Behind the name Valise
- Brian Sholis
Marcel Duchamp with a Boîte-en-valise, photographed circa 1957. Photo: © Michel Sima / Bridgeman Images. Artwork: © Association Marcel Duchamp / ADAGP, Paris and DACS, London
Five years ago, while building the spreadsheet-template precursor to Valise, I asked myself, “If this was an artwork, which artwork would it be?” And then it hit me.
In the late 1930s and early ’40s, artist Marcel Duchamp was in a reflective mood and traveling often between Paris and New York City. He’d been well-known for several decades, but his interest in art had been crowded out by a fascination—or, more accurately, an obsession—with playing chess.
He decided he wanted to be the first artist to curate his own retrospective, and to do so by creating a new artwork. From 1936 to 1941 he traveled throughout France, gathering the materials to make La Boîte-en-valise, which offered a selected overview of his work as an artist in the form of miniatures stashed in a fold-out carrying case.
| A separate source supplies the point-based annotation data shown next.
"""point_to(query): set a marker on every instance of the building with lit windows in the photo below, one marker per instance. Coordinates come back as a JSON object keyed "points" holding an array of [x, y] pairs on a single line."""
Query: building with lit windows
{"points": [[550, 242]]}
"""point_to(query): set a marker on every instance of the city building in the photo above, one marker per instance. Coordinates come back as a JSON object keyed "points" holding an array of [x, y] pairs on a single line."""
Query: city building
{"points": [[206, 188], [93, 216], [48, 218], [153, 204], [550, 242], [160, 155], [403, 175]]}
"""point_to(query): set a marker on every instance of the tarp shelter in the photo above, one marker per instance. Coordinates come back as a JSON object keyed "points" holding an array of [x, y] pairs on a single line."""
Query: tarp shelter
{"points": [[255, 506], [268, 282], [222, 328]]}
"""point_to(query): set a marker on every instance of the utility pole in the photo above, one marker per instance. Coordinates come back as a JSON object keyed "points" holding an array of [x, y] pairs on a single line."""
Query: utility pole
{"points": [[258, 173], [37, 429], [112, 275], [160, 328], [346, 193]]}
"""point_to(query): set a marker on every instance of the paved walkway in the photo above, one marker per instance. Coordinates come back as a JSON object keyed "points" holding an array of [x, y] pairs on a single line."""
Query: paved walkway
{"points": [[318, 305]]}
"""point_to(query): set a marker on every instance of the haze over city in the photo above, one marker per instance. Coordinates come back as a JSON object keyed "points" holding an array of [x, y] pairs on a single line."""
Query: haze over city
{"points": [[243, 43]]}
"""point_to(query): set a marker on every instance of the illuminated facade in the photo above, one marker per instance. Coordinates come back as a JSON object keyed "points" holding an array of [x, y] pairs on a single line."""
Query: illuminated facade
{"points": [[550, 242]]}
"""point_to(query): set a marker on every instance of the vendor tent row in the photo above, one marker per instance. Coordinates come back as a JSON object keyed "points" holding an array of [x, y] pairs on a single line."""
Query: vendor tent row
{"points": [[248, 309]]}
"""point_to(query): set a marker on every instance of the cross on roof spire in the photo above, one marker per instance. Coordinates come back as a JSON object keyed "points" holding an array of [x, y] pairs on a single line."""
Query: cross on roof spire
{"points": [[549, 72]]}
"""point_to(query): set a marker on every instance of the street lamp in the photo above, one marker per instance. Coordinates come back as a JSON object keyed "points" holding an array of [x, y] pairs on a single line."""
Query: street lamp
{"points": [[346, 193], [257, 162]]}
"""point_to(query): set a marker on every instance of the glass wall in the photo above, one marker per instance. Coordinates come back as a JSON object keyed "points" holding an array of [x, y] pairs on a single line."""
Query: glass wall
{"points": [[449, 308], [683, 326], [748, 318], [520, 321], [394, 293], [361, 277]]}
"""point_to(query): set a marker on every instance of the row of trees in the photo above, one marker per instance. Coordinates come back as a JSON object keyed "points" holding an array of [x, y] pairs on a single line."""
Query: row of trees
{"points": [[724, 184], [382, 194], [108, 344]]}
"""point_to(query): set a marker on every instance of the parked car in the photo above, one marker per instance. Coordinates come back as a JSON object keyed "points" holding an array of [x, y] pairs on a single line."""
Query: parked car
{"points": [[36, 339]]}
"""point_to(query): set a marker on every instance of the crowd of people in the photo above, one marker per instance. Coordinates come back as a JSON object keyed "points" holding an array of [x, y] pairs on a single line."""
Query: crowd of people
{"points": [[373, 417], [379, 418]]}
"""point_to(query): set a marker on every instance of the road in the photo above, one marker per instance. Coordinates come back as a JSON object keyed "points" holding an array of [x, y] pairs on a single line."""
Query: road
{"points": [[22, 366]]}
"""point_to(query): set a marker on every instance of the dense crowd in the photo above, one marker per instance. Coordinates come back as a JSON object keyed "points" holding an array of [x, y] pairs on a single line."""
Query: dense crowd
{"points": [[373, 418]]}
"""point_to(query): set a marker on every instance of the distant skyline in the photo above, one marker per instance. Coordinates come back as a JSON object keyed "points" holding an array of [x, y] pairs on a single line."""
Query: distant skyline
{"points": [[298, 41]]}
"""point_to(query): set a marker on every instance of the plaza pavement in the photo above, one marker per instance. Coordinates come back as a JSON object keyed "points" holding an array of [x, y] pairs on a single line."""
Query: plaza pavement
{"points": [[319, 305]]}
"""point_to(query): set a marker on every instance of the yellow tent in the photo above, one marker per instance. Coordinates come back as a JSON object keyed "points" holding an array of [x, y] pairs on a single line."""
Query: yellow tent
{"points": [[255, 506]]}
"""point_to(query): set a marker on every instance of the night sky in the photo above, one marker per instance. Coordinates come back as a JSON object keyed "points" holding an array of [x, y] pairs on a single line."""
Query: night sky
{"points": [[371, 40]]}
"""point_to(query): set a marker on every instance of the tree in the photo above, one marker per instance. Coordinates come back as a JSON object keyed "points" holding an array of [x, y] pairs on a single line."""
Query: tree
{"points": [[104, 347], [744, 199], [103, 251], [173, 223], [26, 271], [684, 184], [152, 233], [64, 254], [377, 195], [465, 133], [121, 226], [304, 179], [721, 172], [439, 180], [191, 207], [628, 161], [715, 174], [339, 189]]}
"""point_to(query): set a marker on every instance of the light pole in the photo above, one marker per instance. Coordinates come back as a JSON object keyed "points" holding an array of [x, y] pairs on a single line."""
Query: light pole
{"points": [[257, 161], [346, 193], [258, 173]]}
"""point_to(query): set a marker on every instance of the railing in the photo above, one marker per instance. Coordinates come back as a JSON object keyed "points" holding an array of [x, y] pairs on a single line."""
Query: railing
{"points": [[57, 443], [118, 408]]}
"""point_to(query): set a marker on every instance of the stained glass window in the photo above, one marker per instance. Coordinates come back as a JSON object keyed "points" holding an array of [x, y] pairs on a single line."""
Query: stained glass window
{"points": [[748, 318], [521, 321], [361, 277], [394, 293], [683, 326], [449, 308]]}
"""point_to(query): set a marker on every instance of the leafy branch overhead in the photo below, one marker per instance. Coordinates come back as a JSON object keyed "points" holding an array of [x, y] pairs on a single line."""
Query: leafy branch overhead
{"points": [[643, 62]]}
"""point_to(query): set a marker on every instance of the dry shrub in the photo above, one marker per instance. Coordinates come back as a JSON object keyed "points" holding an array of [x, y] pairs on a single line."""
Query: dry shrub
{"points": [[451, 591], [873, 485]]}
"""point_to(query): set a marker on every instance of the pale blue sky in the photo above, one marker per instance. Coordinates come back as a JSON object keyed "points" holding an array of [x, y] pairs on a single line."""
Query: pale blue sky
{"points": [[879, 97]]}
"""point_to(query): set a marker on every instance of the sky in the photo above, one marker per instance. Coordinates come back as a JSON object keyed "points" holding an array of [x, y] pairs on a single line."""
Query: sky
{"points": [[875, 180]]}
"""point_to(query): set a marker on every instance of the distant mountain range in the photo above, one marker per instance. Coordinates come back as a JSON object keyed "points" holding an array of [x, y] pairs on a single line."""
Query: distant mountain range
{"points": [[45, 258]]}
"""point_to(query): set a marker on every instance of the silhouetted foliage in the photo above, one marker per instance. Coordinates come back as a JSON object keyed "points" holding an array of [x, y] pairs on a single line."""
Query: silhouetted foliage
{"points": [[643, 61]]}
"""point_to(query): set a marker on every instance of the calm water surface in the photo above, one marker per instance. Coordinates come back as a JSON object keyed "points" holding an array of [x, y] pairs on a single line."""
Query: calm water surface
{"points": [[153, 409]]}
I saw my original spreadsheet, and now see this software platform, as a way to carry your artwork with you. (Valise is the French word for suitcase.) I hoped, when I chose the name, that it would resonate with the artists who might use Valise. Now, we hope the name communicates, with a sly smile of the kind Duchamp’s work frequently evokes, that not only do we know databases, server configuration, and good user-experience principles, but that we also know art.